HONG KONG – The stock market wealth effect of falling markets in China is smaller than many assume, says HSBC, because stocks represent less than 15% of household financial assets – and equity issuance accounts for less than 5% of total social financing.

So while the volatility of China’s equity market has dominated the headlines, from a macro-economic perspective, the known balance sheet channels are still quite limited, given the early stage of the market’s development.

“The wealth effect is quite elusive as household asset allocation in the equity market as a share of their entire wealth is small, HSBC says in a research note. “Corporates are not reliant on it as a source of financing. and a very large part of the banking sector is not imminently linked to the equity market.
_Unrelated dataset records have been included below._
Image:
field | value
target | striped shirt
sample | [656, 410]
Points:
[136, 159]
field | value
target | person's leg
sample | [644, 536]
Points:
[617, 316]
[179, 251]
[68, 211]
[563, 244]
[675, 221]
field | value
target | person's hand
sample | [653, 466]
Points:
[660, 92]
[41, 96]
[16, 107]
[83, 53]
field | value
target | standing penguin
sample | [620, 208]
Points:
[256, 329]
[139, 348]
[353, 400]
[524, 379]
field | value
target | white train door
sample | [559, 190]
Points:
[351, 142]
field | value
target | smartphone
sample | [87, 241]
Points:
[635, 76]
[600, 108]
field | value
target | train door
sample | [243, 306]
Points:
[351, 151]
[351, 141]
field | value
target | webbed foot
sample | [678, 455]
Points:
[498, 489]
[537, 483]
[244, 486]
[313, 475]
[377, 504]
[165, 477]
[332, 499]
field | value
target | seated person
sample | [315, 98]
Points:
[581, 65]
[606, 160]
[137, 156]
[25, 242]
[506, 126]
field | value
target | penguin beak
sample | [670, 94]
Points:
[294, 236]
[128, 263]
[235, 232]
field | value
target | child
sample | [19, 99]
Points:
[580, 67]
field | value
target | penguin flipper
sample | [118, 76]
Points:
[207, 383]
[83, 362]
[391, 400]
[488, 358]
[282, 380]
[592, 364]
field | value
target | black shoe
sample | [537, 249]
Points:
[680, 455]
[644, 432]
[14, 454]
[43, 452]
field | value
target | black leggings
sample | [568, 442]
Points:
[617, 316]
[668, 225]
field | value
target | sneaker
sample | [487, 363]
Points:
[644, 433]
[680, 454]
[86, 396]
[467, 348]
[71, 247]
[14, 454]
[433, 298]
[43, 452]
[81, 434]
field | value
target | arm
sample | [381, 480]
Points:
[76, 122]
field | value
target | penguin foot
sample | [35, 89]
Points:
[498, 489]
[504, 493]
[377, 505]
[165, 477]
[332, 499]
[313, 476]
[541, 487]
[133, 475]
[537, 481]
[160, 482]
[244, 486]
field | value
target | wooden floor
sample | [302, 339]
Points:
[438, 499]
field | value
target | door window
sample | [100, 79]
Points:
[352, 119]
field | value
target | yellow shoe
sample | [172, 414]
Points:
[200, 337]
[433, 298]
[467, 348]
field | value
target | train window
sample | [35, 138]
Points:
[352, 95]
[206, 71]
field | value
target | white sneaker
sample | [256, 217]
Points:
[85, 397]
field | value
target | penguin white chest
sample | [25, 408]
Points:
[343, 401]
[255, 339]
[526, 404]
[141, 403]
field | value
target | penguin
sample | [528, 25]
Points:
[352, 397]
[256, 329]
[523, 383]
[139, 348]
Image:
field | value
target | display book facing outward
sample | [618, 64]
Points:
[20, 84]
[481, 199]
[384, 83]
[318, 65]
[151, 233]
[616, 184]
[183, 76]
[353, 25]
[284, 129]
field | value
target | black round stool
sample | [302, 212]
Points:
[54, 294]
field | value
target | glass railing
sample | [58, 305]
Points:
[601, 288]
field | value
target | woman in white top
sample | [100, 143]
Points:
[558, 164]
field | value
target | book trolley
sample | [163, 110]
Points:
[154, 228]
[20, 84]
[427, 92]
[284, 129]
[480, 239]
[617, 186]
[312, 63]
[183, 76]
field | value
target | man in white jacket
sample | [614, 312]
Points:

“But Beijing seems to be determined to prevent a market freefall.

“Apart from the impact on sentiment, a sharp correction increases the risks to financial stability through contagion effects. Such risks are never worth taking.

“Therefore, we believe the measures being taken are both necessary and timely in order to forestall negative spill-over effects.

“As economic activity data remains weak, we continue to expect more monetary and fiscal easing measures in 2H, including a 25bp policy rate cut and 200bps of reserve ratio cuts.

“The additional silver lining is that, if history is a guide, there will be sizeable deposits flowing back into the banking sector as the asset rally cools down. This may help improve the transmission impact of monetary easing.”  www.hsbc.com (ATI).